I know, but there weren't any good films on, and I don't have a DVD player. And some films that look like they'll be terrible actually turn out to be excellent; you have to risk it sometimes.
Tim - seriously time to buy a DVD player; you can pick one up for a couple of hundred.
I really don't like the idea of you taking these types of risks, you already have enough problems.
Caz - thank you ever so much for your concern. It means a lot to me.
Rachy - seriously, I'll probably get one soon, but not this week. I've got musical instruments to worry about ...
Incidentally, the big selling point in that film is a bit of girl-on-girl action, but they even do that terribly. It would have been great to see these two lipstick lessos frolic around naked in the bedroom, but nooooooo. All you get is a pash in the back closet.
No wonder Stratts and Pommo didn't like it.
Tim - oooh, yeeeesss, I had already figured out that there could be but one reason you went to see it, but it's a rom-com, you should have known it wasn't going to be a Mulholland Drive.
I accidentally watched a bit of "The L Word" on teevee the other night. Holy crap! Who would have thought there were that many lesbians in the world, AND that they run into each other all day long & fall about having sex every where. Just like in the average hetro porno film. I never knew. See, that was educational. Rom-coms are not educational.
To this day I can't figure out why the Department of Education haven't taken up my suggestion that 'The L Word' be played to children in school...
I guess what you should expect in a romantic comedy is a bit of love and a bit of laughter. Well, none of the cast were up to either of those. In the absence of either, a bit of lust would have been nice. It would have made the film a bit more interesting, anyway.
I don't see why I shouldn't go and see a romantic comedy; as long as I enjoy a film, I don't care what genre it is. Bridget Jones (the film) was good; Bridget Jones (the book) was freaking hilarious.
In The Age a few weeks ago was an interview with some pretentious Melbourne filmmaker. He was asked what he did on the weekend, and his response was something like this:
"I admit, we [my wife and I] see films. Romantic comedies are a guilty pleasure ..."

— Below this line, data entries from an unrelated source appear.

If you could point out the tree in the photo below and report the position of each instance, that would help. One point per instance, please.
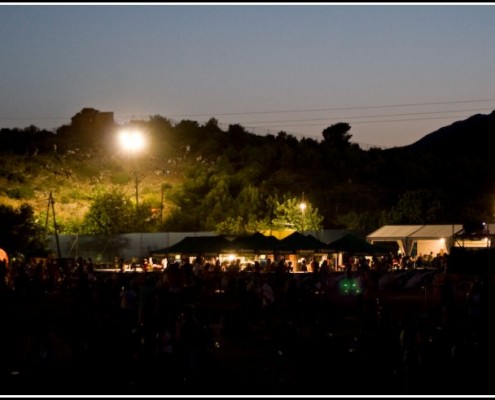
(337, 135)
(288, 214)
(112, 213)
(21, 234)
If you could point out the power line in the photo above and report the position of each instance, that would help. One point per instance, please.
(338, 108)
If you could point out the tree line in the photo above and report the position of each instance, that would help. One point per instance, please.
(233, 181)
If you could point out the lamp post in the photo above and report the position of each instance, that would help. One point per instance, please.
(302, 206)
(132, 142)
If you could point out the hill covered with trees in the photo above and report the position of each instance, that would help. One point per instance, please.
(197, 177)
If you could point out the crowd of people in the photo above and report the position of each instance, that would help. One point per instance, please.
(74, 329)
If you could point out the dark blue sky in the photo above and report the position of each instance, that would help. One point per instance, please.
(394, 72)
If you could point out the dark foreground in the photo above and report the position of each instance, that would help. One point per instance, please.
(218, 337)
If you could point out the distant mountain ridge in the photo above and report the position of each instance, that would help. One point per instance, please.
(471, 137)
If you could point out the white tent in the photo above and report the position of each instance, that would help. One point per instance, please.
(421, 239)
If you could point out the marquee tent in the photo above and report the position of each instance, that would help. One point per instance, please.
(417, 239)
(298, 242)
(256, 243)
(196, 245)
(356, 246)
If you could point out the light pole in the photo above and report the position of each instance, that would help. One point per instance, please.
(132, 142)
(302, 206)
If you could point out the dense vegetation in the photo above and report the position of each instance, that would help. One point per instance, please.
(194, 177)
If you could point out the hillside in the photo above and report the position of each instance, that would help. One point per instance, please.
(74, 178)
(350, 186)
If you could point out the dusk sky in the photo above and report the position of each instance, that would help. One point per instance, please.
(394, 72)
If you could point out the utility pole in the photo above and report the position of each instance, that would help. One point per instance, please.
(51, 202)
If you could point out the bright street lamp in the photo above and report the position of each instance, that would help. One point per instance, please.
(132, 142)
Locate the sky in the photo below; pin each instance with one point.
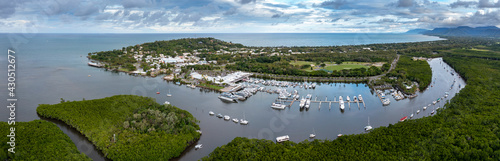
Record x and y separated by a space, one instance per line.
242 16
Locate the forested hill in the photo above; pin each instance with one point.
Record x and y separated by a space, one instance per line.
38 140
467 128
465 31
127 127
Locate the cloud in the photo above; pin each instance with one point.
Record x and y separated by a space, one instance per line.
488 4
245 1
333 4
136 3
465 4
7 8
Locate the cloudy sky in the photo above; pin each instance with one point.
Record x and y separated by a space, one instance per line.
242 16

Fuck that. I'm sick and tired of inner-city wankers who have all these 'guilty pleasures'; they're just being dishonest. It's like the binge-eater who is continually promising themselves they'll give up chocolate - tomorrow.
I've seen as many rom-coms as the next person, including many that I KNEW were going to be b BIG waste of my life, so it's not the genre I object to, indeed, where would we be without rom-coms? A much lesser world I think.
It's only this particular film I'm picking on.
But then, I find Bridget Jones repellent as a character, and 100% unconvincing as a romantic interest for any man in his right mind. (I know - her character is loved & adored by millions of people around the world!)
"The Secretary" - now THAT was the perfect rom-com!!
Well, you were right about that film.
I think there's a personality cult that's developed around Bridget Jones. Many people I know hate her, lots of other people love her; not sure why, exactly. All I can say is the film seemed to me to be reasonably well done and the books were brilliant. The main difference between the film and the book was that Bridget came off much better in the book - smarter, funnier, and much more eloquent. (The sequel - now, that's another question. As a film, it was terrible; as a book, it was pretty bad. The postmodern-style 'interview' with Colin Firth was awful.)
The Secretary: fine film, very fine.